The experiments were even stranger. Some claimed that ring melts were more viscous than their linear counterparts of equal molecular weight, others claimed the opposite. Dimitris Vlassopoulos and his group at IESL-FORTH in Crete seem to have found the culprit in low levels of linear contaminants. For some reason even tiny amounts of linear material threading a ring melt can greatly extend relaxation times beyond those of either pure component. When rings are made as pure as possible, the relaxation spectrum indeed follows that predicted by the self-similar dynamics of Obukhov, Rubinstein, and Duke. That’s actually somewhat surprising because the predictions were made for a ring in a fixed network, not in a melt, and they took no account of constraint release. Since constraint release is so important in all other architectures, it is hard to see how it could somehow switch off in rings.

The problematic case of ring melts has been at the back of my mind since I had a very pleasant encounter with two solar physicists a few years ago. They were busily doing calculations in a model I recognized as an extension of Rouse polymer dynamics—but their calculations were for bundles of magnetic flux in the Sun. It is still unclear to what extent the effective polymer physics of the solar magnetic fields contributes to the plasma viscosity, but the absence of magnetic monopoles means that if relevant at all, the polymer architecture is that of rings.

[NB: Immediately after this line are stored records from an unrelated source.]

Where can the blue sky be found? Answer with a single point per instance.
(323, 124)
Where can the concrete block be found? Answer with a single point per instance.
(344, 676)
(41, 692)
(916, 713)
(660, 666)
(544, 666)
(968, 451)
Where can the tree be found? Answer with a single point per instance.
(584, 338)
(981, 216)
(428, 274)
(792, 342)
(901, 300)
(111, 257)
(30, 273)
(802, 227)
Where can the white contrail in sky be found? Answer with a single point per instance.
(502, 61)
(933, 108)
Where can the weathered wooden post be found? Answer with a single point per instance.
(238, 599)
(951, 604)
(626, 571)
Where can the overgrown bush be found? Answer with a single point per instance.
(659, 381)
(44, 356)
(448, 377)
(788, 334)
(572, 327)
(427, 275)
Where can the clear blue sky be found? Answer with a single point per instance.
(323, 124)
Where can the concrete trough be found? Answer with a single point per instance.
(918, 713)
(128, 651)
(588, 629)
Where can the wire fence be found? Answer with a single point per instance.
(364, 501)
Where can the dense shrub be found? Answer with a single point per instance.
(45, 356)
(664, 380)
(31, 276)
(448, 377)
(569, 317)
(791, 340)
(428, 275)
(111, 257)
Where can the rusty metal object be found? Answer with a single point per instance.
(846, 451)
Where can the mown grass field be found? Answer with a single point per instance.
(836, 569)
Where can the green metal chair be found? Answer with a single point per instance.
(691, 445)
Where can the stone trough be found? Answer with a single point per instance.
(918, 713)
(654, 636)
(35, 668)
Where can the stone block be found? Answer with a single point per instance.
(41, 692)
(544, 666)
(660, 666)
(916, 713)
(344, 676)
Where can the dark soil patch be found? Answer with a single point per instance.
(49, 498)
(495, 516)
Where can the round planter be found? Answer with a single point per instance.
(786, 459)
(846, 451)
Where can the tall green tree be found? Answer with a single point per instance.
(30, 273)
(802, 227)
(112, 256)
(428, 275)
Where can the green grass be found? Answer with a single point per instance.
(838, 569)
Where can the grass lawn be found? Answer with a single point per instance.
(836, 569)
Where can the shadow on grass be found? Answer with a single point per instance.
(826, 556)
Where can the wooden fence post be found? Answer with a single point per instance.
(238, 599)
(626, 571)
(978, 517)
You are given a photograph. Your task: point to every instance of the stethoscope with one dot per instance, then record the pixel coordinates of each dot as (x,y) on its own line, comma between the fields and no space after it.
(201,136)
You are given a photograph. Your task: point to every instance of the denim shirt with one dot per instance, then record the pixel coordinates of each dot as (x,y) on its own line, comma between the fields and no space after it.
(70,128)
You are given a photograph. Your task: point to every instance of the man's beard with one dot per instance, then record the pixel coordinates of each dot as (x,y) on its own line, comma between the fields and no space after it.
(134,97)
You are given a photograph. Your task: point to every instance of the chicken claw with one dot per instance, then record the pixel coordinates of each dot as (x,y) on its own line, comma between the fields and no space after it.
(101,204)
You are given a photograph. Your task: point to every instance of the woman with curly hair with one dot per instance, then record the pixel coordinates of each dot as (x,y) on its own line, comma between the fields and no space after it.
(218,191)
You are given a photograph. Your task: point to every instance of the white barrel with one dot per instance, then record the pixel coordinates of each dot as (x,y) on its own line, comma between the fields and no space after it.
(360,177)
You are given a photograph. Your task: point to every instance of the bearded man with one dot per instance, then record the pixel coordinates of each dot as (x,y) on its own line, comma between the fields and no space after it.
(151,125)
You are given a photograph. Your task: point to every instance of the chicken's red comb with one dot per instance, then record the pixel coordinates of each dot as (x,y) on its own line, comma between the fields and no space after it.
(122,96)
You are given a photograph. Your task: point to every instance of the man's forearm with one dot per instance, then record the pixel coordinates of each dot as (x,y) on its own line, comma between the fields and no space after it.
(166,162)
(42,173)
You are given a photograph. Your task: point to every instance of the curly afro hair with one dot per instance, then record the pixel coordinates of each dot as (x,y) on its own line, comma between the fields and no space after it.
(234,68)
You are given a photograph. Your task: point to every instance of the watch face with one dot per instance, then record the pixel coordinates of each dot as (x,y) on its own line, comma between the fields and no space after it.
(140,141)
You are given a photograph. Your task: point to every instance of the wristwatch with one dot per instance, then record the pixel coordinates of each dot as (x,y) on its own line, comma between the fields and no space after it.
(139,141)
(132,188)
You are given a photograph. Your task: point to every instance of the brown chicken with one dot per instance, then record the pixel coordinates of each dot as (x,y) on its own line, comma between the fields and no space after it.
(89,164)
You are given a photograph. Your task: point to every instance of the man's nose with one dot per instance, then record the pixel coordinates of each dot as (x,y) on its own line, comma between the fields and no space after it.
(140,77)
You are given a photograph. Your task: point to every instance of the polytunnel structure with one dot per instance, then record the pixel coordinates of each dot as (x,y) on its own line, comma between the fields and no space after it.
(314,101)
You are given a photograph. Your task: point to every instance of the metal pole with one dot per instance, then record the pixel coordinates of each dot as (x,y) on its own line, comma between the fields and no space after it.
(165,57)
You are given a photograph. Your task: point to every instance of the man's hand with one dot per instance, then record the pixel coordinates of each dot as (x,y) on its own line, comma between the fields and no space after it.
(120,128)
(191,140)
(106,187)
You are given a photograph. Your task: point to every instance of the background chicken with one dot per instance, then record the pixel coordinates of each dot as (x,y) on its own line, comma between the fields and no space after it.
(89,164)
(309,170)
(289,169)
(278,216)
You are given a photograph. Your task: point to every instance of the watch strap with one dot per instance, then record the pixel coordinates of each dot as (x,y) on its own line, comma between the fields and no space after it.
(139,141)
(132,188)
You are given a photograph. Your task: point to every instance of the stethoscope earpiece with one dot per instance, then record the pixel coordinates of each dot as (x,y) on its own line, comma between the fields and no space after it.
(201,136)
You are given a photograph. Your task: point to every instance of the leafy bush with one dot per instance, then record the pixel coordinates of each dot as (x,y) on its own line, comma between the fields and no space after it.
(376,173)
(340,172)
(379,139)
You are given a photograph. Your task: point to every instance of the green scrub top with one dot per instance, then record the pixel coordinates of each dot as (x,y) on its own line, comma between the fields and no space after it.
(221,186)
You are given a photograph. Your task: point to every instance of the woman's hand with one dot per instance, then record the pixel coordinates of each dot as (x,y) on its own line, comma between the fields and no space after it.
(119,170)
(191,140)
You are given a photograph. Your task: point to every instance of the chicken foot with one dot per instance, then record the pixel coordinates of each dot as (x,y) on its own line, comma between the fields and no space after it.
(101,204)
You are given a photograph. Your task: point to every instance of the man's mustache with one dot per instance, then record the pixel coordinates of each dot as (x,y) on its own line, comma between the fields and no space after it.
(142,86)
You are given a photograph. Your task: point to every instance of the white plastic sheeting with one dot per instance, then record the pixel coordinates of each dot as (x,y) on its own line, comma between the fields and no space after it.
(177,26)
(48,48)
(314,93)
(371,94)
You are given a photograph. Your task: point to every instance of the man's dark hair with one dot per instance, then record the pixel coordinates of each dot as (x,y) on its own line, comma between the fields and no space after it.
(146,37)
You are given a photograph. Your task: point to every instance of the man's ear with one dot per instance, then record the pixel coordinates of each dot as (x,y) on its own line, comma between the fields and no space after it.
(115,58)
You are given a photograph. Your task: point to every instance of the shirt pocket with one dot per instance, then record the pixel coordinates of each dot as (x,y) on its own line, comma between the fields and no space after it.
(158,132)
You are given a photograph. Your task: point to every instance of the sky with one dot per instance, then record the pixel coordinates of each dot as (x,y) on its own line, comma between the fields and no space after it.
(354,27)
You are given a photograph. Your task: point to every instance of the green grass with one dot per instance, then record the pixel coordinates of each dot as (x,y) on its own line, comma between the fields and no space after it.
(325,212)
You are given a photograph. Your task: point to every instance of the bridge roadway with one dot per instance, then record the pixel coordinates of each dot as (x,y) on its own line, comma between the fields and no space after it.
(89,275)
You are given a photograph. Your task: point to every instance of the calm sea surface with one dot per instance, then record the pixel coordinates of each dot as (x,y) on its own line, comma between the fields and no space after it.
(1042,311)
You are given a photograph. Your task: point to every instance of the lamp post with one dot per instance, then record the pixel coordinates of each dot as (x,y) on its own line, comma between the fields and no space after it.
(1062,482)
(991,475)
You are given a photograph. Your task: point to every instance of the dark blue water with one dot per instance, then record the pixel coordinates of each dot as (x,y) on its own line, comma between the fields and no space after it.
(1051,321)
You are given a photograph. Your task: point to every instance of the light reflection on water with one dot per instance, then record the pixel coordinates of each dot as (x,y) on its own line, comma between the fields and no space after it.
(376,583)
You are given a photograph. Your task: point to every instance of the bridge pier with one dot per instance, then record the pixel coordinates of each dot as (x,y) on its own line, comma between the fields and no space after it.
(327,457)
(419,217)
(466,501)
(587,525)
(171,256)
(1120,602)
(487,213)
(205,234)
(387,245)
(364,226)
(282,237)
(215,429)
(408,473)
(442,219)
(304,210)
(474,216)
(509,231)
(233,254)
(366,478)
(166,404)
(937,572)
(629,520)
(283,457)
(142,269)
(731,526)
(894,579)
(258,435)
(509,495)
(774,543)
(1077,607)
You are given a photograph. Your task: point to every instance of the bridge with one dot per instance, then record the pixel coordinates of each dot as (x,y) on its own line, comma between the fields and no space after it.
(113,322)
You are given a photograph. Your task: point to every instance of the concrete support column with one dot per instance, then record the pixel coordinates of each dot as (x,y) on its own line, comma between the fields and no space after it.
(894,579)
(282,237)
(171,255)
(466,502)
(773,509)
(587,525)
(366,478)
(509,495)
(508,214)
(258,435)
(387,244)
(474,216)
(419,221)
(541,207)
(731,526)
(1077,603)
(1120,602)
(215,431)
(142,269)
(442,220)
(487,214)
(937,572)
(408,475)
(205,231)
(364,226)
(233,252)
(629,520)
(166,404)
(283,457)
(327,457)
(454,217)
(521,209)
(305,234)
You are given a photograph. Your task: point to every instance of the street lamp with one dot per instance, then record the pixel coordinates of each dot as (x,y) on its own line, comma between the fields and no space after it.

The field of entangled polymer dynamics now stands at a crucial and exciting point. On the one hand, the fundamental emergent processes in the standard case of flexible, noninteracting chains seem to have been established. The challenge is to fulfill the promise to “reverse the design arrow” in industrial materials science. Is it really possible to develop a methodology of quantitative molecular engineering in which the particular demands of a materials application are used to create new materials? If so, that would apply across the chemical spectrum from polyolefins to acrylics, or even to a new generation of polymeric materials that use non-oil-based sustainable chemistry. One of the “design features” industrial scientists must understand, if only to avoid it in practice, is the family of purely viscoelastic fluid instabilities that depend sensitively on the melt rheology The shear-banding subset is perhaps the most striking of those instabilities, but others generate oscillations, helical swirling, or chaotic flow inimical to successful processing—even if they are beautiful in their own right.

On the other hand, an understanding of the topological interactions constitutes a foundation for theories of more complex entangled macromolecules. The rheology of charged polymers, or polyelectrolytes, is still extremely mysterious and would be enough to fill a second article by itself. A different class of viscoelasticity emerges from polymers with strong local interactions that allow them to stick together for macroscopic time scales. Both charge and association contribute to tangled macromolecules in biology. A bacterium actually recruits special enzymes called topoisomerases to disentangle its own DNA, a fascinating example in the new field of active rheology. Other biological examples of entangled polymers can be found in the cytoskeletal components of actin, filamin, and microtubules. Those three materials are highly stiff macromolecules, whose flexibility appears only at length scales longer than the entanglement spacing. All subjects of current research, the novel macromolecules briefly introduced point to the familiar phenomenon in physics of every answer opening up a host of questions.